I would just find any general-purpose media manager

This is a good idea! For some reason, I've only been googling around for apps to track "reviews" of media, which is a pretty limited subset. However, if I also include things that manage my "collection", that includes lots more applications.

A blog with a good search function! Really. That way you can get better at setting out your thoughts on aesthetics in writing, as people might read it.

I have quite a few friends who journal every book they read, with a few paragraphs of review, on LiveJournal or Dreamwidth. Just do this and you won't block on "but I need X software first." You don't. Start writing.

I used to write an indie rock fanzine and get paid money for music journalism. I started feeling like I had to justify going to a show or listening to a record by writing about it. If I hadn't, then I didn't quite know what I thought of it (even if I changed my mind later). Is that the sort of feeling you mean?

(I now have an occasional music blog. I should probably try writing about every note that passes my ears, just as an experiment and to flex the music critic muscles once more.)

I started feeling like I had to justify going to a show or listening to a record by writing about it. If I hadn't, then I didn't quite know what I thought of it (even if I changed my mind later). Is that the sort of feeling you mean?

Not quite. I tend to think "If I really enjoyed this, then I should keep it around in case I want to ( loan it to friends || experience it over and over again || glance at it lovingly in reminiscence when I pass by )." It's as though just sending back something I really enjoyed is somehow doing the work, or its creator, a disservice.

Yup. Blog it. Just blog it. You don't need special software, you just need to make an account on Blogger or Wordpress and start writing. Do it now before you catch yourself.

I actually already started writing a while ago, and have managed to keep it up as I encounter new stuff. So I'm already over that (non-trivial!) barrier of just getting to the productive part of the process.

However, running into issues lately has made me decide that a software switch is necessary. Besides the blippr interface issues I already mentioned, it's getting tricky trying to remember any significant proportion of the past stuff I've enjoyed, so that I can write down my feelings about them. I keep thinking of the same 20 old movies or so, even though I'm sure I've seen and enjoyed many times that number.

It's kind of a chicken-egg problem; part of the point of writing down my feelings is to keep this sort of nostalgia-buffer-overflow problem from happening in the first place! I'm hoping that some kind of app with an amazon-like "Maybe you'll like X too!" suggestion system will become evident.
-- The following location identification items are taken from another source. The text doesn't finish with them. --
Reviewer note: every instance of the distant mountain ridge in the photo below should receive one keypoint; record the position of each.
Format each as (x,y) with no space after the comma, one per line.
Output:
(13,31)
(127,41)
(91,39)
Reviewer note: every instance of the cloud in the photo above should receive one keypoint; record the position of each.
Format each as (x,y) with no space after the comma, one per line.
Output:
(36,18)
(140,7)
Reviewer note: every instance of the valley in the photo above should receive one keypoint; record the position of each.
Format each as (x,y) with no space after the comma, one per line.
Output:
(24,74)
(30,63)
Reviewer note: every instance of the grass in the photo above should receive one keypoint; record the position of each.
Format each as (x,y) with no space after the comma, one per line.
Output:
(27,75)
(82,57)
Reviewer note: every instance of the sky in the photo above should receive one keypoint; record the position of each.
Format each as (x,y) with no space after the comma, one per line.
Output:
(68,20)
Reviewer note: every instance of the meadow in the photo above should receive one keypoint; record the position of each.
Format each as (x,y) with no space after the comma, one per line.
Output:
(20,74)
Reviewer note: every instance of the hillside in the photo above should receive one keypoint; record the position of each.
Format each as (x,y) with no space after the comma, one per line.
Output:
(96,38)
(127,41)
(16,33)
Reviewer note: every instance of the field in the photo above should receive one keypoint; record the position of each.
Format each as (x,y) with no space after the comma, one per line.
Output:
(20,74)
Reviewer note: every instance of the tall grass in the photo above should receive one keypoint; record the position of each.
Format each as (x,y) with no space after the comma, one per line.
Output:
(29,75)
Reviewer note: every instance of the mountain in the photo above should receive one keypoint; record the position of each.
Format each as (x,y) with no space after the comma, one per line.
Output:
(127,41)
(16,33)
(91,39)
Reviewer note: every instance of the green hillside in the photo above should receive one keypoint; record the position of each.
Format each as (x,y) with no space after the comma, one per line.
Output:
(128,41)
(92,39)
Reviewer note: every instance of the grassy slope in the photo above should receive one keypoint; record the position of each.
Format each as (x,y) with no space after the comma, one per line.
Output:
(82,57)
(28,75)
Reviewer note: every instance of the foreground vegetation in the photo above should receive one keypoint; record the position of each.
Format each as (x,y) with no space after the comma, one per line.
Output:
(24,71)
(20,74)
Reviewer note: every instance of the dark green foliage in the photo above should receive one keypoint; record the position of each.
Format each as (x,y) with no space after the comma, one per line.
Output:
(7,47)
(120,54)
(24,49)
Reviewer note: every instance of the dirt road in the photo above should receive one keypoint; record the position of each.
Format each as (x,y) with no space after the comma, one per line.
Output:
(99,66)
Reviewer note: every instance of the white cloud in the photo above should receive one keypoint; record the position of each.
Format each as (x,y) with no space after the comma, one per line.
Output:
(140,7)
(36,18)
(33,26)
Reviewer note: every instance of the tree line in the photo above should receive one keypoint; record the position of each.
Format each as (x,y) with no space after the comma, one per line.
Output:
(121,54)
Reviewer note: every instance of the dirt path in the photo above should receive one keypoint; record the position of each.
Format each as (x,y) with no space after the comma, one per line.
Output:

Okay then! I thought you hadn't started on the writing :-)

Yeah, that's a good question. What would make a better review engine than a plain old blog for (a) the writer (b) the reader? I'm actually quite interested in the answer to that one. Something Amazon-like doesn't quite make it for me.
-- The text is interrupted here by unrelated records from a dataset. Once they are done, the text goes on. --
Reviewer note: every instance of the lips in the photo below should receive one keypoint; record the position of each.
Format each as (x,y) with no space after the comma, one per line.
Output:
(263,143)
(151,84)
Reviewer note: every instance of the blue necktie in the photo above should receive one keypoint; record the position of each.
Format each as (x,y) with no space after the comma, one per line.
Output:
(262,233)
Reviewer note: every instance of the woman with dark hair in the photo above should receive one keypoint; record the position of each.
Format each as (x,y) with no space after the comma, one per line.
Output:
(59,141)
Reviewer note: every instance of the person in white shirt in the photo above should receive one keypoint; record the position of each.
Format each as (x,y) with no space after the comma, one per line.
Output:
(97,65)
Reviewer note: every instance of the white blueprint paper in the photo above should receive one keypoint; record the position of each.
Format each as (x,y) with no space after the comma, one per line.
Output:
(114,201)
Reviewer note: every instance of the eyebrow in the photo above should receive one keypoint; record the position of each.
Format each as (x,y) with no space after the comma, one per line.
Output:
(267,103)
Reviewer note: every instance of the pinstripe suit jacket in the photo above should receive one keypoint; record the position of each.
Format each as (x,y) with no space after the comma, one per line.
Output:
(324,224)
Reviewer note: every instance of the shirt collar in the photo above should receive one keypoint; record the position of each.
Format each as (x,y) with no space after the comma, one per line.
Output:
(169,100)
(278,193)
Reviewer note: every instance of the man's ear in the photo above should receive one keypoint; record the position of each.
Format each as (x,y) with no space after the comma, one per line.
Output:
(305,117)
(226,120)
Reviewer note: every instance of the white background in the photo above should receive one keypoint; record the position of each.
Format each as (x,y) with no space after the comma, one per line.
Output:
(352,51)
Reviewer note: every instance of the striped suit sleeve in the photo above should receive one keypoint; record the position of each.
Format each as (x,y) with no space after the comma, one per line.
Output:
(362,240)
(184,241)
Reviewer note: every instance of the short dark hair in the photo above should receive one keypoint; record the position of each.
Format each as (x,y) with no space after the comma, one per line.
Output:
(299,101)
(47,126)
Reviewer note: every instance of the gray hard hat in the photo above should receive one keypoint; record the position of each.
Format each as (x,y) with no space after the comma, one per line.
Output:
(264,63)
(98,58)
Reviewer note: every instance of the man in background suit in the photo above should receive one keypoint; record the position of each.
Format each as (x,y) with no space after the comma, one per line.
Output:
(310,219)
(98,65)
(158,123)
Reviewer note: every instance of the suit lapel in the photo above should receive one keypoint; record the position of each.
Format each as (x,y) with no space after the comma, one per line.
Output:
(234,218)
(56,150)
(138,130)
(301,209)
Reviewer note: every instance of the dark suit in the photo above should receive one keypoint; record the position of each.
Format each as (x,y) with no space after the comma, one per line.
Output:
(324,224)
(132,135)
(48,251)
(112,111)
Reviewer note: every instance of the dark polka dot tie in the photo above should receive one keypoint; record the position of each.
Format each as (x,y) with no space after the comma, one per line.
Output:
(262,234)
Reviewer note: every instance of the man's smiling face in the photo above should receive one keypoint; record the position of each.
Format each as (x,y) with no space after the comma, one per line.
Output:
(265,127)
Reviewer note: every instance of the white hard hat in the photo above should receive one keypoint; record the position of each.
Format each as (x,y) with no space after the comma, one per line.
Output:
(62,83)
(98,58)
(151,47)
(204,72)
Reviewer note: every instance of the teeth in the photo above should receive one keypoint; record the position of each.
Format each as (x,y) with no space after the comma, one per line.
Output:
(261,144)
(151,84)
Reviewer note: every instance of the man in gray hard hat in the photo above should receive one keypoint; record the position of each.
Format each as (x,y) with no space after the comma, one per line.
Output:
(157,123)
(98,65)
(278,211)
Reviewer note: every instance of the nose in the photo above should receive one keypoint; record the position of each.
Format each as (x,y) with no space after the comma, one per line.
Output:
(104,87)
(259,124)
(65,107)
Recently found a better site, ShortReviews. It appears to be blippr but with a decent interface, which is just what I was looking for. I will also follow up on recommendations made in comments; thanks very much, everybody!

What about LibraryThing and similar? Last.fm for music?
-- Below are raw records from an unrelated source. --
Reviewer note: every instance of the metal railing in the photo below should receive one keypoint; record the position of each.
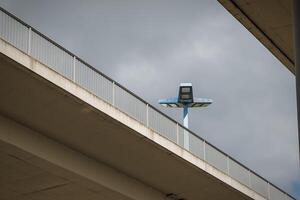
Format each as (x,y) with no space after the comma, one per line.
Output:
(46,51)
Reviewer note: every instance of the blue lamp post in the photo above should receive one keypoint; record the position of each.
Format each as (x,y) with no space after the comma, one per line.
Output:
(185,100)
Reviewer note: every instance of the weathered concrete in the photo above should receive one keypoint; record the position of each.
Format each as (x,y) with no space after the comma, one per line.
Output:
(69,121)
(270,22)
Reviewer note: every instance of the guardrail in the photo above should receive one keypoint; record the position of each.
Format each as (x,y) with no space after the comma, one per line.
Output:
(43,49)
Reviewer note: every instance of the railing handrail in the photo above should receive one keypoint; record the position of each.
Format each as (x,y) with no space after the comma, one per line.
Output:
(139,98)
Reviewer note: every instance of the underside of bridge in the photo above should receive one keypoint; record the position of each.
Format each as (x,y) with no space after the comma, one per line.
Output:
(54,145)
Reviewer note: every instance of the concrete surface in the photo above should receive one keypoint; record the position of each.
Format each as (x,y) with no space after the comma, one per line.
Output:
(270,21)
(48,117)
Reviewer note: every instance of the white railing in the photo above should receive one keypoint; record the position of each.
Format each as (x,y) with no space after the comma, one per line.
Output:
(40,47)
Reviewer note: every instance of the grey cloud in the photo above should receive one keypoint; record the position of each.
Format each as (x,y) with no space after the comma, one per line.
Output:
(152,46)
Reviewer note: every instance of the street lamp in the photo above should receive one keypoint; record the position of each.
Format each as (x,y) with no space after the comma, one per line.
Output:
(185,100)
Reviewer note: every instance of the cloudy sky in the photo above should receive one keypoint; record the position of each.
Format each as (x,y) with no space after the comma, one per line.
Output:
(152,46)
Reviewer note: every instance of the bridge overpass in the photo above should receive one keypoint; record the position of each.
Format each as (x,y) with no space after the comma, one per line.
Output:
(67,131)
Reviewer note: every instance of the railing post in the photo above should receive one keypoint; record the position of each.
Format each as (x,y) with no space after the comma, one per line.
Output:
(204,150)
(29,41)
(113,93)
(74,69)
(147,115)
(227,159)
(249,174)
(177,133)
(269,194)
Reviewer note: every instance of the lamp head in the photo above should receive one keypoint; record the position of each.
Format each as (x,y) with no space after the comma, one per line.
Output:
(185,95)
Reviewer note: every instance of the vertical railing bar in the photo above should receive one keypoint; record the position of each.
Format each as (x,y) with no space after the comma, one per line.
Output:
(269,194)
(29,41)
(74,69)
(227,160)
(204,150)
(177,133)
(147,115)
(249,174)
(113,94)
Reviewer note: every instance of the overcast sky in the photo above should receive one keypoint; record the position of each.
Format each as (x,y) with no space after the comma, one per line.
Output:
(152,46)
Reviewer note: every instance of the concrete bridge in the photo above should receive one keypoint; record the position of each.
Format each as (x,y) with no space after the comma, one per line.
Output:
(69,132)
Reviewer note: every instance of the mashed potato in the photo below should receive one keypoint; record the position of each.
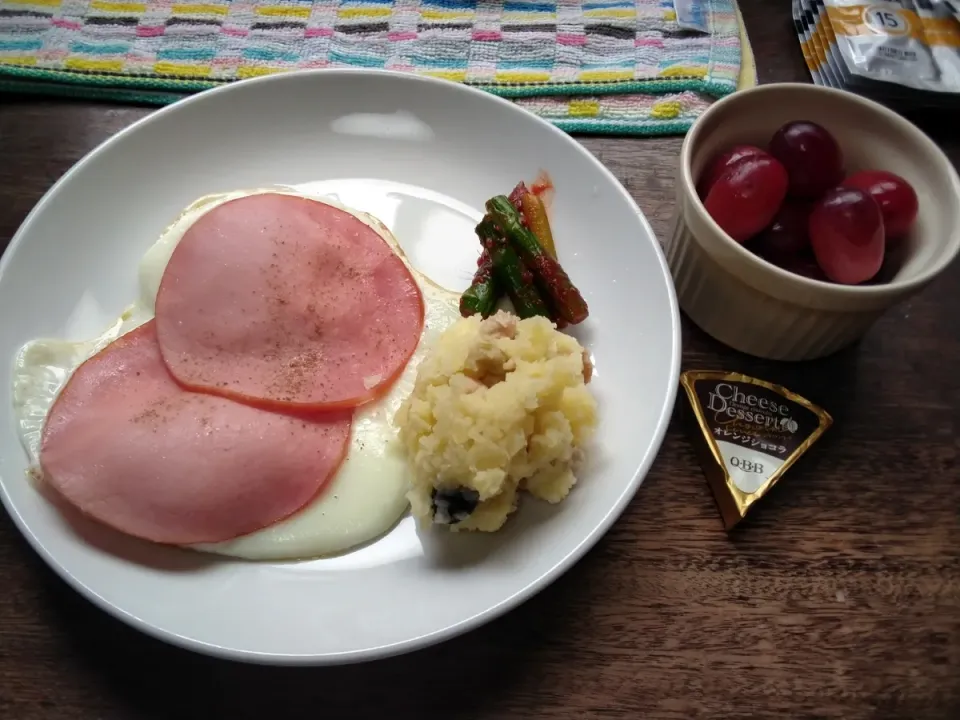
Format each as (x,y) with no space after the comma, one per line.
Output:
(499,405)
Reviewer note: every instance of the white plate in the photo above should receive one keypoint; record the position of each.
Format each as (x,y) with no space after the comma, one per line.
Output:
(423,155)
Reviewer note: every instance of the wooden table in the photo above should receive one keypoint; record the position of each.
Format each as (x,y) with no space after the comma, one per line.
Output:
(840,598)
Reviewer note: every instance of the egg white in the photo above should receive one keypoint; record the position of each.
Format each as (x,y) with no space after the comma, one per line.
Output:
(368,494)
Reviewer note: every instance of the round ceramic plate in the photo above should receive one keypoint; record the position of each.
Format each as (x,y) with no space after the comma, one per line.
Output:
(423,156)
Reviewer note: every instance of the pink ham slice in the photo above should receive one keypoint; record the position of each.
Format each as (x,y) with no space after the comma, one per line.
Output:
(287,302)
(129,447)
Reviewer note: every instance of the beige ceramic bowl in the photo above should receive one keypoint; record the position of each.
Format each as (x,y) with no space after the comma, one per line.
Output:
(754,306)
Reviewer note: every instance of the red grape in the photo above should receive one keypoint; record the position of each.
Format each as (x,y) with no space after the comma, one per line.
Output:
(897,200)
(811,156)
(747,195)
(846,233)
(787,235)
(721,162)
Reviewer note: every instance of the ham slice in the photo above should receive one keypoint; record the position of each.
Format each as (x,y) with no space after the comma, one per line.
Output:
(129,447)
(282,301)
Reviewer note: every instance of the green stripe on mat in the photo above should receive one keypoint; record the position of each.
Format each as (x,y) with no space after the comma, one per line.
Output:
(129,82)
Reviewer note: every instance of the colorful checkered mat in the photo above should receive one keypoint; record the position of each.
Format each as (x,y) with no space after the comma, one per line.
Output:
(615,66)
Yes, I've encountered this problem, but my main reason for writing reviews is to give myself feedback of what I gained from the book, and provide a mental path back to it.

source is unfortunately not available for me to contribute improvements myself

This is actually a business idea in my "potential todo" pile (some money can be made by referral links, at least enough to "support the habit"). I reserved a nice domain for it a while ago. Let me know if you (or anyone else here for that matter) have an interest in developing or writing for it. We can set up a scheme with x% of links going to SIAI.